『ケリー国務長官がモルシー大統領に苦言』

2013年5月27日

 中東を歴訪していたアメリカのケリー国務長官が、エジプトのモルシー大統領に苦言を呈した。

 それはアメリカがエジプトを経済援助しようとしても、アメリカの議会を納得させられる状況に無い、ということだった。

アメリカとしてはエジプトの革命後、ムスリム同胞団が政権を取り、エジプトを再建させていくだろう、という期待があったからだ。しかし、現状はそうではない、ますます国内状況が悪化しているのだ。

IMFとの交渉でも、一旦はIMF48億ドルの借款を約束したのだが、その後のエジプトの経済状況は、何等改善されていない。
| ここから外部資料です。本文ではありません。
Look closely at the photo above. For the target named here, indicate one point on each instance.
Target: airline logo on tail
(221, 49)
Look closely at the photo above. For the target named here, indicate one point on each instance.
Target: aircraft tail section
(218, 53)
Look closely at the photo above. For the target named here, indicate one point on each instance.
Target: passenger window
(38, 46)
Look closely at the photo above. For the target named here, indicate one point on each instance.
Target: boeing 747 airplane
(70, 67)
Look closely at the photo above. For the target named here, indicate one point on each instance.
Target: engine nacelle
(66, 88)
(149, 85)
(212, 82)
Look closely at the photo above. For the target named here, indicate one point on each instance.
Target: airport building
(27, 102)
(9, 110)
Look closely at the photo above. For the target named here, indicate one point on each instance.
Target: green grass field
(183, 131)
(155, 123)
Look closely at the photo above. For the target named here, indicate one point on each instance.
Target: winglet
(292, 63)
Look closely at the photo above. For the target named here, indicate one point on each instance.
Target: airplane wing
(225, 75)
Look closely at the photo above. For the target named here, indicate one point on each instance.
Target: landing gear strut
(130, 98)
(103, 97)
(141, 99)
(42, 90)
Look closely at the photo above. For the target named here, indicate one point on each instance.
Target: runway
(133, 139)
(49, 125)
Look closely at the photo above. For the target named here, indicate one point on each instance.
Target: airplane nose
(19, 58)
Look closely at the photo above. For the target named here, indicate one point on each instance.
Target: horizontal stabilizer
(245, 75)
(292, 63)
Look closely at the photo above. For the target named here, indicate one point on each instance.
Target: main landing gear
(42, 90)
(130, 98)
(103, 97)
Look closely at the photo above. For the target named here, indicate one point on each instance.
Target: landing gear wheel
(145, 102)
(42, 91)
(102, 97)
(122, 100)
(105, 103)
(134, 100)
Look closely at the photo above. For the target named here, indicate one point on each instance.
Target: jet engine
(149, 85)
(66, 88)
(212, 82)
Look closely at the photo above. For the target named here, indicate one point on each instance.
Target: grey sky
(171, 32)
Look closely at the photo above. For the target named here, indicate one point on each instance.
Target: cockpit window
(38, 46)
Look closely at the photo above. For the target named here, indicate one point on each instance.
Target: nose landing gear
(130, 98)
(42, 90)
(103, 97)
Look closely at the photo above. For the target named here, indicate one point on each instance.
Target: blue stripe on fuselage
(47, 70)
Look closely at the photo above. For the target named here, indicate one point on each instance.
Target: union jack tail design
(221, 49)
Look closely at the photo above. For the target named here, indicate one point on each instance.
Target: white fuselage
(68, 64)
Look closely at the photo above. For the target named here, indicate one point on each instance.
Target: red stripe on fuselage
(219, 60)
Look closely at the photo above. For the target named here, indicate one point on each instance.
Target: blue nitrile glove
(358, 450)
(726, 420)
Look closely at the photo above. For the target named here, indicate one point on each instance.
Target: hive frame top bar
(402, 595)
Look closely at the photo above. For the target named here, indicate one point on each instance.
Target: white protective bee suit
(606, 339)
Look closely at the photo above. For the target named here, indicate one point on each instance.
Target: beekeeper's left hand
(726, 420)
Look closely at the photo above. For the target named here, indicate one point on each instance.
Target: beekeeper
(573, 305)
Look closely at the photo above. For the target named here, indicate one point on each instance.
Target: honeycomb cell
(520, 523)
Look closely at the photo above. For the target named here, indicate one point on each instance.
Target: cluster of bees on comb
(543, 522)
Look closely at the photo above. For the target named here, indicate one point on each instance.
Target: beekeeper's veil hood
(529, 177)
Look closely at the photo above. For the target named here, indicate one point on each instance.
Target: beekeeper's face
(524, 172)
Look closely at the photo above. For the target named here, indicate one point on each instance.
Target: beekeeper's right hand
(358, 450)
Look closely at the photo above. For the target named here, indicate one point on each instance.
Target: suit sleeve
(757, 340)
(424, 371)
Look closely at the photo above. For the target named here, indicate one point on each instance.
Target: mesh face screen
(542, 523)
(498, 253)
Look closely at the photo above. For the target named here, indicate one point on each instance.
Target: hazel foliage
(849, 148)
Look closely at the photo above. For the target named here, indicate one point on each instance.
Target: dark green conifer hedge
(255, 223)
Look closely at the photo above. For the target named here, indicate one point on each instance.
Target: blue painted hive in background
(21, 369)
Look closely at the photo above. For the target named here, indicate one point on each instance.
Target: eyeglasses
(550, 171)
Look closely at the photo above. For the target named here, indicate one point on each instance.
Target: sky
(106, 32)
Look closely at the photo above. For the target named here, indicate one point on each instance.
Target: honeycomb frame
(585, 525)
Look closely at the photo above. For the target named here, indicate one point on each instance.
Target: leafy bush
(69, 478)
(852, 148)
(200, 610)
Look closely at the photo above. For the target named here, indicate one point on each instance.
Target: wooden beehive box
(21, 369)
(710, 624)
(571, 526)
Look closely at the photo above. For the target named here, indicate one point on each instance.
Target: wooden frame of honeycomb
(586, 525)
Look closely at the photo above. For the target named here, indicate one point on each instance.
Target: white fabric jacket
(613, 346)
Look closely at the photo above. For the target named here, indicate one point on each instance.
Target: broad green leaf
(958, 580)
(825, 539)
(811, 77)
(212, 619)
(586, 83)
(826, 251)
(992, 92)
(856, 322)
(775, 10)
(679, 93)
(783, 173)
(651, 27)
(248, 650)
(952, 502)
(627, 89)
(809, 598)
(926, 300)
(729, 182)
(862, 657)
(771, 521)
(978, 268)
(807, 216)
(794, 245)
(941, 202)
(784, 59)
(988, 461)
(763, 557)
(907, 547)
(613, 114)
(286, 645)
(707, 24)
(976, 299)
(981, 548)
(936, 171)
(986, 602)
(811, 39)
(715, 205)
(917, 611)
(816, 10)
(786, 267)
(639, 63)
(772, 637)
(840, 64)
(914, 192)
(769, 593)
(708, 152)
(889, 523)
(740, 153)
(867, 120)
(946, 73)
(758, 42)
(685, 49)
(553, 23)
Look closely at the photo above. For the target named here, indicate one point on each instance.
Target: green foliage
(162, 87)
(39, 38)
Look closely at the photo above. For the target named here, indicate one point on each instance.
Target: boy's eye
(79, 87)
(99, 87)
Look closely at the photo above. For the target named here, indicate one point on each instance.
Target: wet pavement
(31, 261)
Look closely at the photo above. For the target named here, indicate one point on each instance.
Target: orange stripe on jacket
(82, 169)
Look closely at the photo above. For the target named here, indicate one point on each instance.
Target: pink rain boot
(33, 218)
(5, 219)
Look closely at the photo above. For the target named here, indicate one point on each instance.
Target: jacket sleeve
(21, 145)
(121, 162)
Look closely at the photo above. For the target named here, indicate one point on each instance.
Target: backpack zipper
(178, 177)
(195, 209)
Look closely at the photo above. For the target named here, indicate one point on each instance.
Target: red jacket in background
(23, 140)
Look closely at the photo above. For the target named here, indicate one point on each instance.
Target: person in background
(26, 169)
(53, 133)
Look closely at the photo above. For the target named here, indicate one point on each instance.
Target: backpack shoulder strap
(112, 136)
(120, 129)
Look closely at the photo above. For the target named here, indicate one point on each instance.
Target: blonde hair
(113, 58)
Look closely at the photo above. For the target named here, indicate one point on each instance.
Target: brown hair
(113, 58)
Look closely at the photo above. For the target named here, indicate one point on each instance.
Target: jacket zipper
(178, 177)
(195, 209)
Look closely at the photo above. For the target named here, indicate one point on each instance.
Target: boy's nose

そのために、IMFとエジプト政府との交渉は、頓挫した状態になっている。

ケリー国務長官にしてみれば、少しでもエジプト政府が経済改善の努力をし、何らかの前向きな状態を生み出せば、それを口実にアメリカ議会を説得し、援助を引き出すことが出来るのだが、全くそうした状態に無いことに、痺れを切らしたのであろう。

エジプトの観光業は、最も大きな外貨獲得手段の一つだが、この分野でも改善は見られないし、同時に外国からの投資も、全く改善の兆候を示していない。これではアメリカの援助も、IMF の借款も提供できないということであろう。

今後も現在の状態が続けば、エジプトはどの国からも援助や借款が、期待出来ず、ジリ貧になっていき、経済危機に突入し、国民は基礎的なパンさえも、口にすることができなくなるということだ。 

そうなれば、エジプト社会はそうとう混乱せざるを得なくなろう。アメリカやIMFがムスリム同胞団政権に対して、支援を送らないのは政治的な駆け引きからなのか、あるいは純然たる経済的理由なのかは、まだ分からない。

しかし、明らかなことは、エジプトがいま経済危機の、時限爆弾が爆発する時を待っているということだ。

アメリカはエジプトにムスリム同胞団政権が誕生し、汚職が追放され、イスラム的民主主義が実現していくことに、期待していたのであろう。それはトルコの成功例を、判断材料にしたためであろう。

しかし、エジプトとトルコとでは、社会の発展段階が異なるし、民主化の発展段階も異なっているのだ。そのことをアメリカは誤解したのであろうか。